Près de 15 ans plus tard, les deux rappeurs ont réuni leurs forces pour un album, Watch The Throne, suivi d'une tournée, qui passait par le Centre Bell, mardi soir. La frénésie qui régnait avant le spectacle ne démentait pas l'aspect événementiel de la collaboration entre les deux superpuissances du rap.

Au grand soulagement des détenteurs de billets pris dans l'engorgement monstre à la billetterie, le spectacle a débuté plus tard que prévu, vers 21h20. Jay-Z et Kanye West sont arrivés parmi la foule chacun de leur côté du parterre, pour monter sur un bloc et interpréter HAM.

Il y avait une sobriété dans la mise en scène et l'éclairage qui dénudait les deux rappeurs, tout en les rendant encore plus géants... Puis les deux blocs se sont élevés dans les airs, la base s'illuminant par des projections vidéo présentant des pitbulls et des requins. Impressionnant...

Après Who Gon' Stop Me qui s'est terminée par une joute vocale a capella, l'effigie du drapeau américain est apparu sur la scène principale, puis Jay-Z et West sont réapparus en chantant Otis, premier extrait de Watch The Throne.

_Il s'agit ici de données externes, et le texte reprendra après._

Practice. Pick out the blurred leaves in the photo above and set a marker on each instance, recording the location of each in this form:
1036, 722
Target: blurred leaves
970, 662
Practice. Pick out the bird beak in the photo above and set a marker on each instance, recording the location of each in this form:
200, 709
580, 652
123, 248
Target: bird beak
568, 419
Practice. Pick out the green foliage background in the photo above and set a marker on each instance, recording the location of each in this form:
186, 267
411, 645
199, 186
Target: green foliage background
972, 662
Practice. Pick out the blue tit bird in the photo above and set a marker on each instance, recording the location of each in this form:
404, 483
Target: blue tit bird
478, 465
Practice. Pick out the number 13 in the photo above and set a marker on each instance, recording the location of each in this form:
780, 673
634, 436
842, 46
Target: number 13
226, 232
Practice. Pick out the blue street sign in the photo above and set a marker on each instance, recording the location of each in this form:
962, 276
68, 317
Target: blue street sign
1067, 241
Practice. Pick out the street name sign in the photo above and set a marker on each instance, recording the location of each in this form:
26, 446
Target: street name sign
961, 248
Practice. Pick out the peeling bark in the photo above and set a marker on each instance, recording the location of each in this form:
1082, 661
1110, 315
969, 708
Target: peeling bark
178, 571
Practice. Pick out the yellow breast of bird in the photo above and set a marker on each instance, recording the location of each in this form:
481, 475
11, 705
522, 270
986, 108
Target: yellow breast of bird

Pendant Welcome To The Jungle, les écrans géants ont enfin présenté en gros-plan les deux rappeurs, en alternance avec des images de félins dans la savane. Pendant l'introduction de Where I'm From, c'était bien de pouvoir voir les visages souriants de Jay-Z et Kanye, de même que les regards reconnaissants qu'ils jetaient au public.

Pendant Jigga What, Jigga Who (ou plutôt Nigga What, Nigga Who), succès de Jay-Z, les spectateurs scandaient le refrain en même temps que lui. C'était au tour de se dernier de s'éclipser pour laisser la place à West qui a lancé son bloc avec Can't Tell Me Nothing.

Chaque rappeur avait beau se retrouver seul au milieu des 15 000 spectateurs du Centre Bell, il parvenait à créer une ambiance intime et chaleureuse, bonifiée par les multiples points de vue que proposaient les projections.

Comme on dit en anglais, less is more. Quand tu as des bonnes tounes, du talent à revendre, deux rois du rap très généreux avec le public, pas besoin de grand-chose pour mettre la foule dans ta poche. Les chansons de West donnent lieu à des moments plus chargés émotivement (Jesus Walks, Runaway), alors que les succès de Jay-Z font littéralement exploser la foule, qui saute le poing en l'air.

Il fallait voir les spectateurs se donner à coeur joie sur Hard Knock Life, danser sur Empire State Of Mind, puis garder le même intérêt pour une pièce émotive comme Runaway.

Kanye West est brûlant d'intensité. Ce soir, son visage faisait presque peur sur les premières notes de Stronger. Quant à Jay-Z, il transforme le public en bombes à retardement. Les chansons du vétéran et de son ancien protégé se marient admirablement. Dans le spectacle, il y a également un bon dosage de rap au micro old school et de moments où la scénographie est spectaculaire.

Deux heures après le début du spectacle, les spectateurs avaient toujours faim, eux qui venaient d'avaler les Big Pimpin'Gold Digger et 99 Problems. En finale, ils ont même eu droit à cinq ou six versions de Niggas in Paris.

«Montréal, vous avez été une super foule. Vous avez été trop gentils», a lancé Jay-Z, à la fin du spectacle, qui aura duré plus de deux heures et demie. «I love this motherfucking city», a-t-il ajouté avant de quitter la scène.

Si Kanye West et Jay-Z ont décidé de faire un album avant tout pour le plaisir de rapper ensemble, leur tournée permet au public de vivre un très grand moment de rap, dont on se souviendra longtemps.